Rainer Rehak ist wiss. Mitarbeiter am Weizenbaum-Institut sowie am Wissenschaftszentrum Berlin für Sozialforschung und promoviert an der TU Berlin zu systemischer IT-Sicherheit, gesellschaftlichem Datenschutz und Technikfiktionen. Er ist Ko-Vorsitzender im Forum InformatikerInnen für Frieden und gesellschaftliche Verantwortung (FIfF e. V.), aktiv bei Amnesty International in der Expertengruppe »Menschenrechte im digitalen Zeitalter« und technischer Sachverständiger.
Tatiana Bazzichelli ist Gründerin und Direktorin des Disruption Network Lab, das sich mit Politik, Technologie und Gesellschaft, u.a. auch im Rahmen des Disruption Network Instituts und der anstehenden Konferenz über die Zukunft der Kriegsführung „Investigating the Kill Cloud - Information Warfare, Autonomous Weapons & AI“. Ihre Arbeitsschwerpunkte sind Hacktivismus, digitale Kultur, Kunst und Whistleblowing. 2021 erschien ihr Buch „Whistleblowing for Change“. Mehr info unter: https://www.disruptionlab.org/team
Begrüßung und Moderation:
Angelika Wilmen ist Geschäftsstellenleiterin und Friedensreferentin der „Internationalen Ärzte für die Verhütung des Atomkrieges/Ärzte in sozialer Verantwortung e. V.“ (IPPNW). Sie hat Germanistik, Rechtswissenschaften und Kunstgeschichte in Bonn studiert und vor ihrer Tätigkeit als Pressesprecherin des IPPNW als Journalistin unter anderem beim Kölner Stadt-Anzeiger und Bonner General-Anzeiger gearbeitet.
Christian Heck ist promovierender Forscher und künstlerisch- wissenschaftlicher Mitarbeiter für Ästhetik und neue Technologien / Experimentelle Informatik an der Kunsthochschule für Medien Köln (KHM). Seine Arbeit, Forschung und Lehre verbindet künstlerische Ausdrucks- und Forschungsmethoden mit Friedensarbeit und KI-Kritik. Er ist Mitglied im Forum InformatikerInnen für Frieden und gesellschaftliche Verantwortung (FIfF e. V.) und aktiv im Arbeitskreis gegen bewaffnete Drohnen.
Hans-Jörg Kreowski ist Professor (i.R.) für Theoretische Informatik an der Universität Bremen. Er ist Mitglied im Vorstand des Forum InformatikerInnen für Frieden und gesellschaftliche Verantwortung (FIfF e. V.) und Mitherausgeber der Zeitschrift Wissenschaft und Frieden. Von 2019 bis 2022 war er außerdem Mitherausgeber des Grundrechte-Reports. Im Rahmen der Leibniz-Sozietät der Wissenschaften zu Berlin organisiert er zusammen mit Wolfgang Hofkirchner in Wien den Arbeitskreis Emergente Systeme, Information und Gesellschaft. Inhaltlich beschäftigt er sich in Wort und Schrift vor allem mit der Verflechtung von Informatik und Rüstung sowie mit der Entlarvung der Technikmythen rund um Digitalisierung und Künstliche Intelligenz
Susanne Grabenhorst ist Ärztin für Psychiatrie, Psychosomatische Medizin und Psychotherapie in Mönchengladbach. Mitglied der IPPNW (Internationale Ärztinnen für die Verhütung des Atomkriegs/Ärztinnen in sozialer Verantwortung). Sprecherin der Kooperation für den Frieden, einem Zusammenschluss von über 50 deutschen Friedensorganisationen. Koordinatorin des Arbeitskreis gegen bewaffnete Drohnen.
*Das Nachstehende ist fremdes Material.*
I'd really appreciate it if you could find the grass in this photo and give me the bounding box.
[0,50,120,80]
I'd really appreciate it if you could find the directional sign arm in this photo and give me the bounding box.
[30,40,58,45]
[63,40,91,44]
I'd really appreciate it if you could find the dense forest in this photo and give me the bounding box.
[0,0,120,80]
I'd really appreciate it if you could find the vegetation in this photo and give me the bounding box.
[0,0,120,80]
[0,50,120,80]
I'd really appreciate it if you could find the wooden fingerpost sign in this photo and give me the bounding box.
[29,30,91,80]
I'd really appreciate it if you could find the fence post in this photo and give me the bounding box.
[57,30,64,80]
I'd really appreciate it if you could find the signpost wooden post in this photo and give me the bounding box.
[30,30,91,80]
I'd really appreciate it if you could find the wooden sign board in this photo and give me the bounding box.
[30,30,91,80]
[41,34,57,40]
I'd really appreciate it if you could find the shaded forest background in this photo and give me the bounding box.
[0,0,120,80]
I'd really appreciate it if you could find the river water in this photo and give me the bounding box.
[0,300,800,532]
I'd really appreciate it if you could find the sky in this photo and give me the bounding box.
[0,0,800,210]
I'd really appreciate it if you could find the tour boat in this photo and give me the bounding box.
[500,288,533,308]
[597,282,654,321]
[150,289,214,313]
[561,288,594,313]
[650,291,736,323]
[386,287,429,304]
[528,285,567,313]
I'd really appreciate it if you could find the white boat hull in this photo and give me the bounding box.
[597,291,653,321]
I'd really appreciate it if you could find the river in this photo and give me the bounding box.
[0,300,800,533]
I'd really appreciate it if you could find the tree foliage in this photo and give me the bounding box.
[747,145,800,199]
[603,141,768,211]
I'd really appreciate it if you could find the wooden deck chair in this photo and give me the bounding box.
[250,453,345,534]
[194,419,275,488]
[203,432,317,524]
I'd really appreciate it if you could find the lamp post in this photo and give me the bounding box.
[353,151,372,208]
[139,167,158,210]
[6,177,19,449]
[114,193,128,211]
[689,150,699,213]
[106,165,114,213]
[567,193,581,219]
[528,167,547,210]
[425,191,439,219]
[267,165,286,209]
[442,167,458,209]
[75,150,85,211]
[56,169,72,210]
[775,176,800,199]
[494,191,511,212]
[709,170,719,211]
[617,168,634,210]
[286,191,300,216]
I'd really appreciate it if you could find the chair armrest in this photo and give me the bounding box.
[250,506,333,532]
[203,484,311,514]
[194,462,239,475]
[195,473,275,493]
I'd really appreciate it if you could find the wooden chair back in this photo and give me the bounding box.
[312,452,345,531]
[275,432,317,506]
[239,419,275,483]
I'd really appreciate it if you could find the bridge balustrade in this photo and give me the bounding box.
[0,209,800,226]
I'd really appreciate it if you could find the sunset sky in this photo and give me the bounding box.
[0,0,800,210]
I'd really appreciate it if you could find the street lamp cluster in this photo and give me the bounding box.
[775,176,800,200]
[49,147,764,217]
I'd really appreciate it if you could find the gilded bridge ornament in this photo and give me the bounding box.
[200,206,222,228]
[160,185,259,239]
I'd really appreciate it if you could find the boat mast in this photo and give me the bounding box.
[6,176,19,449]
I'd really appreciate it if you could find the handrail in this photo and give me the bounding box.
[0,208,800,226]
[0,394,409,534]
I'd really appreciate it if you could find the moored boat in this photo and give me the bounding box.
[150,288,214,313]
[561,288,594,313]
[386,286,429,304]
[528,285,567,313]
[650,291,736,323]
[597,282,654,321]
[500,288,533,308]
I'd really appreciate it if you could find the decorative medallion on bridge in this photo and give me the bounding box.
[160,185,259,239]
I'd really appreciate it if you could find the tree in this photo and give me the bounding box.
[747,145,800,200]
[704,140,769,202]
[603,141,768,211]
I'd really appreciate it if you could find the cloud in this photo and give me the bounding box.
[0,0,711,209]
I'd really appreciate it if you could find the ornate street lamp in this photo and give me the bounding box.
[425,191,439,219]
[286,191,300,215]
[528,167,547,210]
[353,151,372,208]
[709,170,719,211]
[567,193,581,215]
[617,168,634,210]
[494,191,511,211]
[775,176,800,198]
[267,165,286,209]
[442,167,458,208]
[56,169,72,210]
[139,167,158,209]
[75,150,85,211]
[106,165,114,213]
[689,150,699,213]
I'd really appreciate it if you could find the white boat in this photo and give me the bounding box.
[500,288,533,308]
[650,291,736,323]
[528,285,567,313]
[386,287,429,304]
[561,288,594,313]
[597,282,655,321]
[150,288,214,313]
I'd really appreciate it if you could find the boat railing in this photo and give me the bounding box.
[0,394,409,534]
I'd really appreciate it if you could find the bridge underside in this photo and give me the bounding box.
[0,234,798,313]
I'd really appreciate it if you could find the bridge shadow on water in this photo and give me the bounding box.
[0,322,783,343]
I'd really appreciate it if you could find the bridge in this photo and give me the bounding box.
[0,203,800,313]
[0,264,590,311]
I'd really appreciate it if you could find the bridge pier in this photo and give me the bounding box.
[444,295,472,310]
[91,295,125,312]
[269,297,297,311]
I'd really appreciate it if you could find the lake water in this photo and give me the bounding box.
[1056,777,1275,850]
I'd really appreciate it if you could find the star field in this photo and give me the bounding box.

Über den Arbeitskreis gegen bewaffnete Drohnen:
Der Arbeitskreis gegen bewaffnete Drohnen ist ein 2019 gegründetes Bündnis aus Organisationen, Netzwerken und Kampagnen der bundesweiten Friedensbewegung. Unser Ziel ist es, die gesamte Bandbreite zivilgesellschaftlicher Bewegungen zu vernetzen, die sich gegen Verletzungen grundlegender Menschenrechte durch militärische Drohnen zu Überwachungs- und bewaffneten Einsätzen engagieren. Wir klären auf über Forschung und Entwicklung neuer Technologien für autonome Waffensysteme sowie die Auswirkungen von Big Data und Künstlicher Intelligenz im militärischen Kontext.